Running large language models (LLM) locally on your Mac using OLLAMA

Image generated using Gemini AI. Will be replaced soon.

Estimated reading time: 8 minutes

This is an introduction to Large Language Models (LLMs) and an instruction to running them locally on a Mac using OLLAMA.

It was originally designed as a walk-through Lunch & Learn event at Liberty Mutual with my coworkers. I have organized my thoughts and the steps involved in the process as this tutorial. Some steps may be missing, I’ll add them to be more comprehensive.

What are LLMs and how do they work?

LLMs are a type of deep neural networks, a machine learning technique. They are capable of ‘understanding’ (not really!) and generating text, translating languages, and answering your questions. They are trained on massive datasets of text and code, allowing them to recognize patterns and generate similar outputs.

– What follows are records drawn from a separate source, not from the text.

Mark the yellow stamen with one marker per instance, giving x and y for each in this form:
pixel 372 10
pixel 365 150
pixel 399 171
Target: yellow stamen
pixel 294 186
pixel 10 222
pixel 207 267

Here’s a simplified breakdown of their operation:

Training: LLMs are trained on massive datasets of text and code. This involves feeding the model with examples and adjusting its internal parameters to improve its ability to recognize patterns and generate similar outputs. Understanding: When provided with a prompt or question, the LLM analyzes it based on the patterns learned during training. Generation: Based on the analysis, the LLM generates a response that is relevant to the prompt or question. This response can be text, code, or even a creative format like poems or scripts.

Why Run LLMs Locally?

There are several advantages to running LLMs locally:

Cost: Running LLMs locally can be cheaper than cloud-based services, especially for frequent use cases. Data privacy: By running the LLM locally, you maintain control over your data and avoid potential privacy concerns with cloud. Latency: Local execution can be significantly faster than cloud services, especially if you have a powerful machine. Offline usage: Local LLMs can be used even without an internet connection.

However, there are some potential limitations:

Hardware requirements: Running larger LLMs locally requires powerful hardware, particularly a hefty GPU, which can be expensive. Limited scalability: Local LLMs typically have lower processing power and memory compared to cloud-based options. This limits their ability to handlelarge tasks. However, that is changing, as even ‘small’ models are competing with the capacities of the best models.

Setting Up Your Mac for Local LLMs (Disclaimer & Requirements)

Disclaimer: This guide is intended for informational purposes only and should not be taken as professional advice. Please be aware that running local LLMs may require technical knowledge and involve potential risks. Make sure you have the relevant permissions from your employer’s IT department if installing in your work system.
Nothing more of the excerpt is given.